The 1976 Irish presidential election was precipitated by the resignation of President Cearbhall Ó Dálaigh in October 1976. Patrick Hillery was elected unopposed as the sixth president of Ireland.

==Background to the election==
Cearbhall Ó Dálaigh resigned as president soon after an attack on him by Paddy Donegan, the Minister for Defence, in which the minister called the President a "thundering disgrace" for having referred the Emergency Powers Bill 1976 to the Supreme Court. (Note: It was widely believed at the time, including by Ó Dálaigh himself, that Donegan's actual words were "thundering bollocks and fucking disgrace", and that the version published by the media was sanitised. However, the one journalist present at the occasion (a correspondent for The Cork Examiner) has always insisted that the actual words used were "thundering disgrace" and nothing else. Of more offence was Donegan's comment that "the fact is the army must stand behind the state", a comment which the President interpreted as implying that he, the Army's Commander-in-Chief, did not. Donegan was ultimately demoted from cabinet on 2 December, the day before Hillery took office as president, and received treatment for his drink problem.) Ó Dálaigh resigned on 22 October after Dáil Éireann supported the minister in a motion of no confidence.

==Nomination process==
Under Article 12 of the Constitution of Ireland, a candidate for president could be nominated by:
- at least twenty of the 204 serving members of the Houses of the Oireachtas, or
- at least four of 31 councils of the administrative counties, including county boroughs, or
- Themselves, if a former or incumbent president.

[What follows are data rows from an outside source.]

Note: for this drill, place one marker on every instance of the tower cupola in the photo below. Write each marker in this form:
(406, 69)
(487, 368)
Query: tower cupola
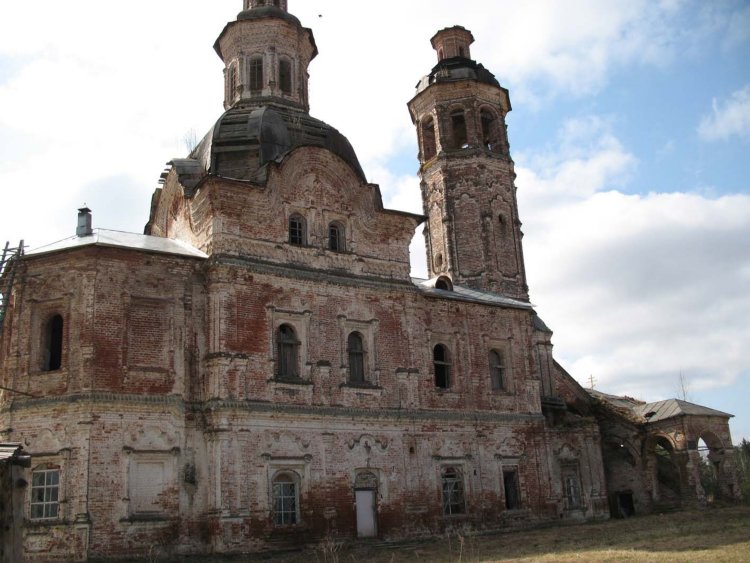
(453, 42)
(266, 53)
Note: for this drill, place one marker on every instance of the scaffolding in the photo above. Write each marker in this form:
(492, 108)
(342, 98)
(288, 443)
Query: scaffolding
(8, 264)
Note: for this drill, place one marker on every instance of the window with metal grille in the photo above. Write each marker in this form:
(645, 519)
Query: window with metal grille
(256, 74)
(497, 370)
(288, 346)
(356, 358)
(297, 230)
(336, 239)
(45, 494)
(285, 76)
(453, 491)
(285, 500)
(442, 366)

Fianna Fáil leader Jack Lynch proposed as the party's presidential election candidate Patrick Hillery, retiring European Commissioner for Social Affairs and former Minister for External Affairs. Charles Haughey, a critic of Lynch, proposed Joseph Brennan, TD for Donegal–Leitrim and a former Minister for Social Welfare. Hillery easily won the party nomination.

The government parties, Fine Gael and the Labour Party, did not nominate a candidate due to the row over Ó Dálaigh's resignation and the government's role in it. As no other candidate was nominated, it was not necessary to proceed to a ballot for the election.

==Result==

Patrick Hillery was inaugurated as president on Friday, 3 December.